100 prisoners riddle - Dependency of probabilities

Question

I am referring to the well-known riddle of the title (if you don't know what I am talking about here it is: https://en.wikipedia.org/wiki/100_prisoners_problem - See sections "Problem" and "Solutions"). It is a subject that has already been discussed a lot and I already get the most of it but here is what I don't fully understad "intuitively":

If we take the "naive" approach where every prisoner opens $50$ boxes randomly his probability of success is $1/2$ and is INDEPENDENT for every prisoner each time. With the optimal solution's approach (called "loop approach") I have read that the first prisoners's try still has a probability of $1/2$, but the next ones have a differnt probability because (as a lot of people have highlighted) they are not independent anymore.

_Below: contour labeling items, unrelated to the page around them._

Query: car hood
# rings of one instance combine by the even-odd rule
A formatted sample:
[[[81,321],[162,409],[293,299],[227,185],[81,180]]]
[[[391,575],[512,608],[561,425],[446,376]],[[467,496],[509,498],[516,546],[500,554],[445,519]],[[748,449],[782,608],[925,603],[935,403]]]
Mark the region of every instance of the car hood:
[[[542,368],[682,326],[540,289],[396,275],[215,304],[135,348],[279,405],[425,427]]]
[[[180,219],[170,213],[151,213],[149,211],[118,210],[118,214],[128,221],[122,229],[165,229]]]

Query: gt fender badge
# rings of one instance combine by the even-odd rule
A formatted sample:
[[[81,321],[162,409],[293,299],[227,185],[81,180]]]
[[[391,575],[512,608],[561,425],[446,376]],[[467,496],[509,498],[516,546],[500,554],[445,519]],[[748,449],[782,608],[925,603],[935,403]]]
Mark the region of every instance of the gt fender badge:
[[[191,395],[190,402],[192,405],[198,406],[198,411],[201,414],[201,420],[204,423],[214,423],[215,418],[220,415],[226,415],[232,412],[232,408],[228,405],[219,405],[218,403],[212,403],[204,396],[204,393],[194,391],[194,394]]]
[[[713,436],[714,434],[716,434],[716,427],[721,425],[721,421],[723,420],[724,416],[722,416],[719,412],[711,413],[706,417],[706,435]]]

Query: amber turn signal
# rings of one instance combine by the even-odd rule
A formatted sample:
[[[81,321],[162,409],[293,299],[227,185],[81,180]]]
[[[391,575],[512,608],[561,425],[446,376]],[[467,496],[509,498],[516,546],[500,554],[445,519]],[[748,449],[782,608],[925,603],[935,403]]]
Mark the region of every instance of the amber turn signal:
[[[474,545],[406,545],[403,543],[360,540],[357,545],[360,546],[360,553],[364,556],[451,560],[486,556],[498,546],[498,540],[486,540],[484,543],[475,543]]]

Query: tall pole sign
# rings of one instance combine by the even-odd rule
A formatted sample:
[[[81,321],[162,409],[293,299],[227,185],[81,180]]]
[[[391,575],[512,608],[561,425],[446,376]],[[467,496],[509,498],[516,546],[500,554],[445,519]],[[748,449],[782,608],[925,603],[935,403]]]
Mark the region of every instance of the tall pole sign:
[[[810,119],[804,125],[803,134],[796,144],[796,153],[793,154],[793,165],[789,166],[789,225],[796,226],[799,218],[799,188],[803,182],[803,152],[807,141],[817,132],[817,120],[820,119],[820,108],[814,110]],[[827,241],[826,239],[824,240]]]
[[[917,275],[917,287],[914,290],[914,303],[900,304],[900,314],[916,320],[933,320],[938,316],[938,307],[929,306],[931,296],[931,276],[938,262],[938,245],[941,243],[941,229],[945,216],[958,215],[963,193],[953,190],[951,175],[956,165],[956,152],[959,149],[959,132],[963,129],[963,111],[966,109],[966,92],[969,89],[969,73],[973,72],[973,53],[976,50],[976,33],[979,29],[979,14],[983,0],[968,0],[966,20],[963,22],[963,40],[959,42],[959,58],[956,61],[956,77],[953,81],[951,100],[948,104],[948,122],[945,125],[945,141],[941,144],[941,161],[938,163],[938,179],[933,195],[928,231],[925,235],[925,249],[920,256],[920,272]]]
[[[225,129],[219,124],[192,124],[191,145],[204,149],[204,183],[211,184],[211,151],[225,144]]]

So what is this new DEPENDENT probability for the 2nd, 3rd, etc prisoners and to what exactly is it dependent to?

Answer 1

If prisoner #1 succeeds by finding a cycle of length $n$, then:

1. The other $n-1$ prisoners in that cycle will all also succeed by making their way through the same cycle.
2. The prisoners not in that cycle may still be in a long cycle (and thus will fail when it is their turn) but it becomes gradually less likely: Instead of the probability of a cycle of length at least $50$ in a pool of $100$ items, it is now a cycle of length at least $50$ in a pool of $100 - n$ items.

A prisoner who succeeds but is not in any previously found cycle will similarly ensure that all other prisoners in the new cycle will succeed, and reduce the pool of items that remain to be permuted, and thus further reduce the likelihood that a long cycle exists.